Abdelaziz-Rahabi-diplomate-algerien

L’ex-ministre de l’information Abdelaziz Rahabi est revenu, au cours de cette semaine, sur la crise qui a secoue la chambre basse de APN algérien depuis plusieurs semaines, ainsi que l’affaire des cinq généraux major placés sous mandat de dépôt par devant le juge d’instruction près du tribunal militaire de la 1 ère région militaire a Blida.
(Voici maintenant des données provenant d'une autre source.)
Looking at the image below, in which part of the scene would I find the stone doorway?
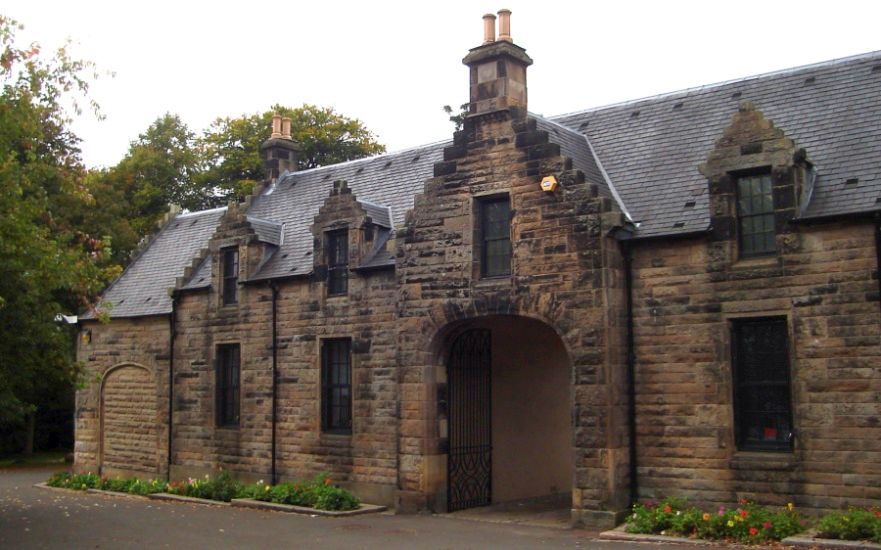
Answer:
[445,315,574,511]
[100,364,158,475]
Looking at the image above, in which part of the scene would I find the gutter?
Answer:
[612,224,639,507]
[618,240,639,507]
[269,281,279,485]
[166,289,178,481]
[875,212,881,322]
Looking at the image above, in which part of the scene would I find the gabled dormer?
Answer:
[311,180,394,297]
[700,101,814,263]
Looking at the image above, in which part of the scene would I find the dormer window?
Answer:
[478,195,511,277]
[326,229,349,296]
[221,248,239,306]
[737,172,777,258]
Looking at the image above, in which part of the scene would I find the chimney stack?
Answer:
[499,10,513,42]
[462,10,532,116]
[260,114,300,183]
[483,13,496,46]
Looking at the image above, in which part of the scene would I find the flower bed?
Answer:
[626,498,807,544]
[46,472,361,511]
[817,508,881,544]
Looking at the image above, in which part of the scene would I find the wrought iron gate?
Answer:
[447,329,492,512]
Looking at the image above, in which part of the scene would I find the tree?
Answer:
[0,16,118,458]
[200,104,385,204]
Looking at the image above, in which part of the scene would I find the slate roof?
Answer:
[242,141,450,280]
[82,207,226,319]
[245,216,284,246]
[553,52,881,237]
[83,52,881,319]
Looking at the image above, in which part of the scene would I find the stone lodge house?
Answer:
[75,10,881,525]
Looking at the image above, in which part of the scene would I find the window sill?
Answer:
[728,451,798,472]
[731,254,780,269]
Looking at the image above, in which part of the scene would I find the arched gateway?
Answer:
[439,315,574,511]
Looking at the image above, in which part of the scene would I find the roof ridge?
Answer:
[548,50,881,120]
[177,206,227,218]
[279,139,453,183]
[529,113,633,221]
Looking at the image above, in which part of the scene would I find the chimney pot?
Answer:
[483,13,496,44]
[269,115,281,139]
[499,10,513,42]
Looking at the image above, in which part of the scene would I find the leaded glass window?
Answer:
[217,344,241,432]
[733,317,792,451]
[321,339,352,433]
[737,174,777,257]
[327,230,349,295]
[222,248,239,306]
[480,195,511,277]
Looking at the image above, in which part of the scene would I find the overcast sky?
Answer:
[0,0,881,166]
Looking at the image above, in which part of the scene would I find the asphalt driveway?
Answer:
[0,469,712,550]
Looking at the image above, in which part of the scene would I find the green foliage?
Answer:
[817,508,881,543]
[444,103,471,132]
[0,16,119,436]
[196,104,385,206]
[627,498,805,544]
[46,472,361,510]
[167,472,244,502]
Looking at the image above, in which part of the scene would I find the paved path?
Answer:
[0,470,716,550]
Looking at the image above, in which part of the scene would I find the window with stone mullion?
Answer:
[733,318,793,451]
[321,339,352,433]
[737,174,777,257]
[327,230,349,295]
[481,196,511,277]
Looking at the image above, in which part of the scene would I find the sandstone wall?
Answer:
[634,222,881,508]
[74,316,169,476]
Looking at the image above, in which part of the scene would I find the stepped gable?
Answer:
[82,207,226,319]
[552,48,881,237]
[248,142,449,280]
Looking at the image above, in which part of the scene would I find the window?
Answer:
[217,344,240,432]
[327,230,349,295]
[321,339,352,433]
[732,318,792,451]
[480,195,511,277]
[737,173,777,257]
[223,248,239,306]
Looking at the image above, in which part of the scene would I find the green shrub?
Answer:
[626,498,804,543]
[817,508,881,543]
[46,472,361,511]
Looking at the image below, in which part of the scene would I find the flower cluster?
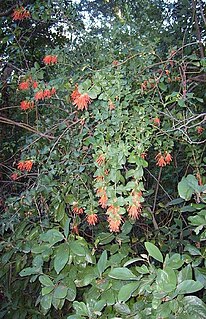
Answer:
[19,78,38,91]
[127,190,142,219]
[107,205,122,232]
[17,160,33,172]
[20,100,34,111]
[71,85,91,111]
[34,88,56,101]
[12,7,31,21]
[155,152,172,167]
[86,213,98,226]
[43,55,58,65]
Dans un entretien accordé le 17 octobre au quotidien arabophone El-Khabar, M.Rahabi a précisé que la crise qui secoue l’Assemblée populaire nationale (APN) depuis plusieurs semaines, est directement liée à la question du cinquième mandat de l’actuel président algérien  M. Abdelaziz Bouteflika. « Il y a une conviction au sein des partis de la majorité parlementaire que le chef de l’État ne se présentera pas pour un cinquième mandat », a déclaré l’ancien ministre, ajoutant que les députés qui ont enclenché la procédure de destitution du président de l’APN M. Saïd Bouhadja auraient dû se concentrer sur « la préparation des futures élections au lieu de se livrer à une guerre de positionnement à l’intérieur et à l’extérieur des institutions ».

S’agissant de emprisonnement  récemment  des cinq généraux-majors dans le cadre d’une affaire d’abus de fonction et de trafic d’influence, l’ex-ministre a déclaré qu’« en principe il est inadmissible de botter en touche face à la corruption quel que soit le secteur ou le niveau où elle se trouve ». «Cependant, la question qui nous fait peur est l’instrumentalisation politique de ce problème, qui m’amène à soulever plusieurs questionnements quant au timing de cette opération anti corruption alors que nous sommes à six mois de l’élection présidentielle » a-t-il précisé.

« Il y a certainement des parties qui exploitent cette affaire dans le but d’affaiblir l’institution militaire dans la phase actuelle, compte tenu que cette dernière est le pivot autour duquel pourrait se transformer le système politique basé sur la légitimité révolutionnaire vers un autre fondé sur celle du savoir de la démocratie et de la technologie » a conclu M. Abdelaziz Rahabi.